Sous l’égide de Dre Diaka Sidibé, le Ministère de l’Enseignement supérieur et de la Recherche scientifique à travers la Direction générale de la recherche scientifique, a organisé ce jeudi 18 juin 2026 un atelier pour redynamiser des revues scientifiques. Cette initiative, portée par Dre Fatoumata Sylla, directrice générale de la recherche scientifique, vise à réorganiser et à professionnaliser les revues scientifiques en Guinée.
Cet atelier, qui a réuni les différents acteurs impliqués dans le processus, permettra sans nul doute au département de disposer d’un état des lieux consolidé des revues scientifiques nationales, d’une identification claire des besoins prioritaires, d’orientations stratégiques partagées, d’un cadre harmonisé de fonctionnement ainsi que d’un mécanisme de suivi et d’accompagnement.
« L’objectif de cet atelier est de contribuer à la réorganisation et à la professionnalisation des revues scientifiques. Nous en attendons des résultats concrets et opérationnels. À son terme, nous devrons disposer d’un état des lieux consolidé des revues scientifiques nationales, d’une identification claire des besoins prioritaires, d’orientations stratégiques partagées, d’un cadre harmonisé de fonctionnement ainsi que d’un mécanisme de suivi et d’accompagnement », indique Dre Fatoumata Sylla, soulignant que la publication scientifique constitue l’un des principaux indicateurs de la vitalité d’un système de recherche. Elle permet non seulement de diffuser les résultats des travaux, mais également de renforcer la visibilité des institutions, de favoriser les échanges entre les enseignants-chercheurs et de contribuer au rayonnement scientifique du pays.
« C’est dans cette perspective que le ministère de l’Enseignement supérieur et de la Recherche scientifique, à travers la Direction générale de la recherche scientifique, a engagé plusieurs réformes, dont l’une des principales aujourd’hui consiste à professionnaliser le système national de publication scientifique. »

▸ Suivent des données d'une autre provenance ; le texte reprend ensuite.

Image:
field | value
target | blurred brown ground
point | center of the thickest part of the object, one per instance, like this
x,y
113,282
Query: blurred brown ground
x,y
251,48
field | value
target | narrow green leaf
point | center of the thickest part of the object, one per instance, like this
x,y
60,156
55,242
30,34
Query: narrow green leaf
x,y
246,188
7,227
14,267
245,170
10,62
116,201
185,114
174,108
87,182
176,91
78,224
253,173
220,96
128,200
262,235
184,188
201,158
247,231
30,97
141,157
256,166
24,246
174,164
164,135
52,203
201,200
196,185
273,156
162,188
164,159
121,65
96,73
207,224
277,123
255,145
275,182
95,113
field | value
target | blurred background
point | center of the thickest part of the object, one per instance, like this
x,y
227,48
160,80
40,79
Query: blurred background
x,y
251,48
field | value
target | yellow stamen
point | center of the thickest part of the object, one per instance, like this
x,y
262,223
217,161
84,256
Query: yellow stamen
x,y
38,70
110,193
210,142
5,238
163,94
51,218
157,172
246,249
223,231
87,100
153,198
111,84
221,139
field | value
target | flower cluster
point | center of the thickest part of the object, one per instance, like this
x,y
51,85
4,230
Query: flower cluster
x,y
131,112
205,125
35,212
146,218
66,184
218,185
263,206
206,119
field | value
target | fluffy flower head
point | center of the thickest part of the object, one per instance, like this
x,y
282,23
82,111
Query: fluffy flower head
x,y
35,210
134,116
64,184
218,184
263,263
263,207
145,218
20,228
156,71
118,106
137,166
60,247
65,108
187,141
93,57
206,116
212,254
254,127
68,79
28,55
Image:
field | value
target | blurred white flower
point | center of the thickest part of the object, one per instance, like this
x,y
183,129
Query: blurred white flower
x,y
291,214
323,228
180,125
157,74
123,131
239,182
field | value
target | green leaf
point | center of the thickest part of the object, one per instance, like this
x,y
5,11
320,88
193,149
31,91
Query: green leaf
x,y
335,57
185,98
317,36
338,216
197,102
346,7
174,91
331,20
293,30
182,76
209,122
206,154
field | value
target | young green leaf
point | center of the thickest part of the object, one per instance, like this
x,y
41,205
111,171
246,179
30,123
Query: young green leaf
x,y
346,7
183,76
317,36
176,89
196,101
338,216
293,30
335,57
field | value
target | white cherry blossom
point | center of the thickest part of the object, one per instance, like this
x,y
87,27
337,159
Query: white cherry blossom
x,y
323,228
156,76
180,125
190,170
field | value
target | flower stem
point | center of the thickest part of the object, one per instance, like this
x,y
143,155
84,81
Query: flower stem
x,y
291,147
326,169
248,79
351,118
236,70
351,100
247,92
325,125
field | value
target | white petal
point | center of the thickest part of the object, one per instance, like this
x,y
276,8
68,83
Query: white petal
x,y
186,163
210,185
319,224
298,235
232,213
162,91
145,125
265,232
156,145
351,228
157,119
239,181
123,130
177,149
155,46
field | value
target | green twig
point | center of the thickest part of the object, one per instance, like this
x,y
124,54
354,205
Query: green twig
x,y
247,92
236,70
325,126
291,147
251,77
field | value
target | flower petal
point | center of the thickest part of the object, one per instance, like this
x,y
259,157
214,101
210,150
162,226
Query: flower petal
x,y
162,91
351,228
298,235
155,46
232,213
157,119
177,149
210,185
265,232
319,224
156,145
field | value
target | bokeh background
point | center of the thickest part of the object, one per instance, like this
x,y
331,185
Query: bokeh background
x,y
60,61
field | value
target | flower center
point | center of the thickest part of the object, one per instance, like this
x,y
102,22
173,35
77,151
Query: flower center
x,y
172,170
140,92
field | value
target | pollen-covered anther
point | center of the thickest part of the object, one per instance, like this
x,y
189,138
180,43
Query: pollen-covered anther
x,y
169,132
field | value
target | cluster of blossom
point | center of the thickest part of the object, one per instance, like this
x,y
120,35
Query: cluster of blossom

La directrice générale de la recherche scientifique a par ailleurs souligné que la réussite de cet exercice dépendra largement de la qualité des échanges et de l’engagement de chacun des participants. C’est pourquoi elle les a incités à prendre activement part aux discussions, à faire preuve d’ouverture d’esprit et à privilégier une approche constructive, orientée vers des solutions durables.
Avant de clore son propos, Dre Fatoumata Sylla a exprimé sa profonde gratitude à Mme la Ministre, Dre Diaka Sidibé, ainsi qu’à tout son cabinet, pour leur soutien constant aux initiatives de développement de la recherche scientifique et leur engagement en faveur de la valorisation des productions nationales. Elle a également remercié toutes les institutions partenaires, les responsables des revues scientifiques ainsi que l’ensemble des personnes-ressources qui ont répondu à l’invitation et accepté de contribuer à la réussite de cet atelier.
Présidant la cérémonie d’ouverture, le secrétaire général du ministère de l’Enseignement supérieur et de la Recherche scientifique, Dr Facinet Conté, a mis l’accent sur l’importance et la nécessité de redynamiser ces revues.
« Vous savez, chez les enseignants-chercheurs, c’est un peu comme dans l’armée : ce sont les grades qui rythment la carrière. Et pour monter en grade, il faut publier. Ces publications se font dans les revues scientifiques. Il est donc primordial aujourd’hui que notre système puisse disposer d’un certain nombre de revues capables d’aider les enseignants à progresser. »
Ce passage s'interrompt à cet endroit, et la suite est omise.